I have been in
a bit of a reading slump the last couple of months, but I have read some great books worthy of recommending.
Folklorn: ⭐⭐⭐⭐ This is not the book I
expected it to be. Thank you to NetGalley and Erewhon Books for an Advance
Reader Copy of this book. Publication date: 27 April 2021
It is really a contemporary story with some pretty
heavy topics. Elsa is a complex character dealing with complex family dynamics
and ancestral history. She is a female Korean particle physicist doing her
post-doc in Sweden. That alone would make for a complicated storyline. She is
also revisiting family and generational trauma which adds a mythical layer to
the story. As an experimentalist physicist, Elsa can only rule out
possibilities, not prove what is true. Does she have mental illness or spirit
There are lots of metaphors in here, and a lot of them
are over my head, about ghost particles, and ghosts of ghosts. Some chapters
are Korean folktales. There are chapters about Elsa’s family relationships with
her parents and her brother, and their experiences immigrating to America.
Elsa’s job takes her from the South Pole, where she has a Swedish lover, to
Stockholm, where she meets a Korean-born Swedish adoptee. Historical
connections between Korea and Sweden come into play.

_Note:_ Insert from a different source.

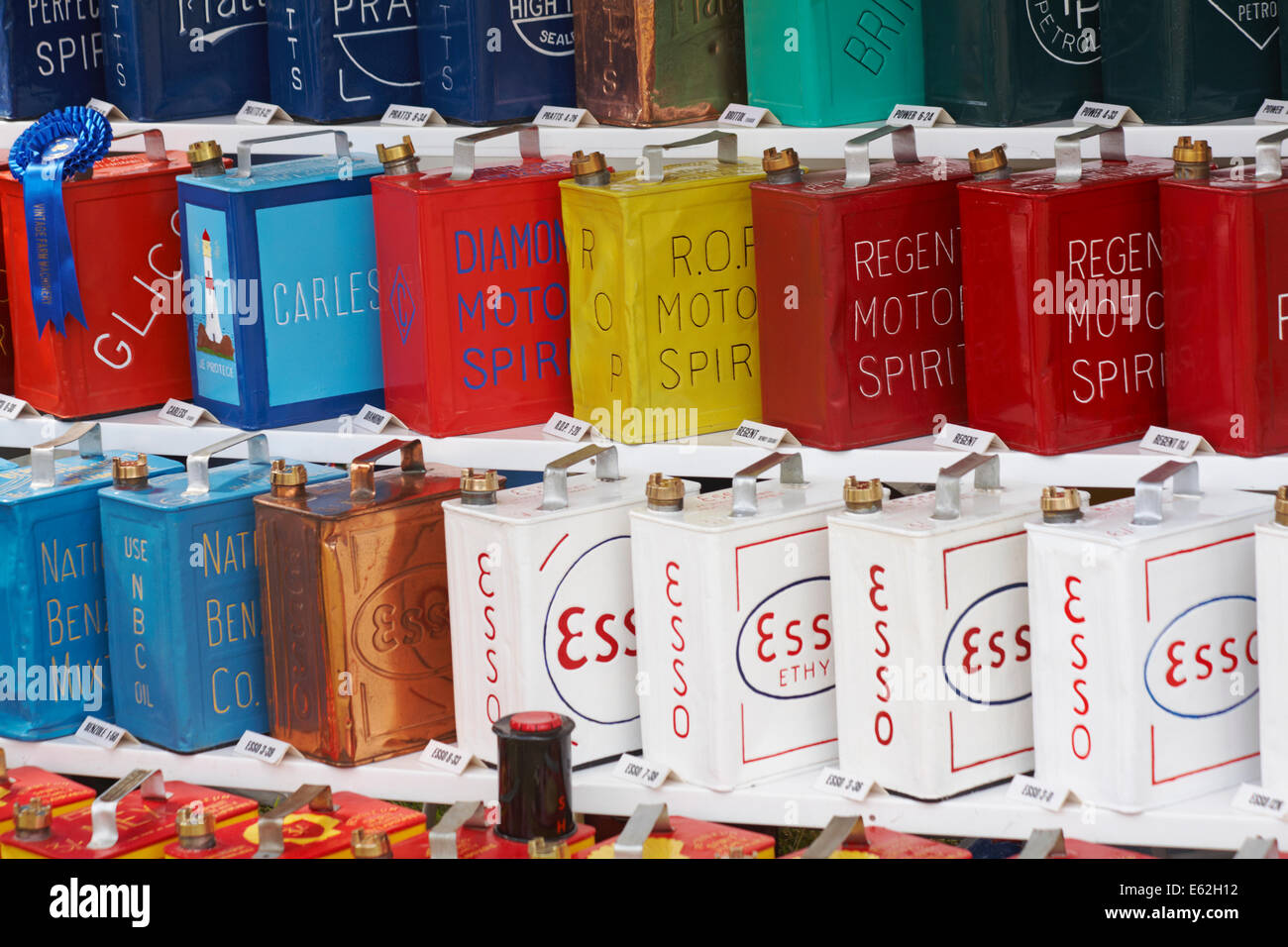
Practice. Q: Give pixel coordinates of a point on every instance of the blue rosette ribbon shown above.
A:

This novel is FULL. My analytical mind loved it, my
emotional mind loved it, my spiritual mind loved it. This is an author I will
surely read again.
The Last Thing He Told Me: ⭐⭐⭐⭐ Thank you to NetGalley
and Simon & Schuster Canada for allowing me to read an advance copy of this
book. Publication date: 4 May 2021
I don't read mystery thrillers much anymore, because I
have read so many that I tend to find them all very predictable. This one was
different. First of all, this novel is character driven. I related to Hannah,
whose husband disappeared, leaving her to look after her sixteen-year-old
stepdaughter. I loved the writing style, the short chapters, and the fact that
the plot took me places I wasn't expecting. I know I am emotionally engaged
with characters when I finish the last chapter sobbing.
Swimming Back To Trout River: ⭐⭐⭐⭐I feel lucky to have read
an advance copy of this debut novel. Thank you NetGalley and Simon &
Schuster Canada. I will be watching out for more from Linda Rui Feng. She knows
how to create authentic, endearing characters. Publication date: 4 May 2021
This is supposed to be the story of Junie, but it’s
really the story of her parents and the sacrifices and heartbreaks they faced
growing up during the Chinese Cultural Revolution and how it shaped them, and
ultimately how it will shape Junie’s future.
I read this novel compulsively. The story moves from
rural China to San Francisco, back and forth in time, with four point of view
characters. At every point, I was immersed in the lives of the characters. How
would the turning points in each of their lives end up connecting them to each
other? I did feel it ended somewhat abruptly, but maybe I just didn’t want to
say goodbye to these characters.
Unsettled Ground: ⭐⭐⭐⭐ I received an advance
copy of this one (thanks NetGalley and House of Anansi Press!) Publication
date: 18 May 2021
This is a slow, quiet story. The rich details of the
writing pulled me in. Jeanie and her twin brother, Julius, are middle aged,
unemployed, and now that their mother has died, apparently homeless. They must
figure out how to manage without her.
The characters are both frustrating and captivating. I
found myself cringing at the choices they made, and at the same time, rooting
for them to succeed. They seem very old-fashioned to me, maybe because of the
rural setting and poverty. Their lives and the world they live in are depicted
so vividly, they feel like real people to me.
This is my second Claire Fuller novel, and I can’t
wait to read more of her work. She’s the kind of writer who makes you forget
you are reading a book because you are so engaged in the story.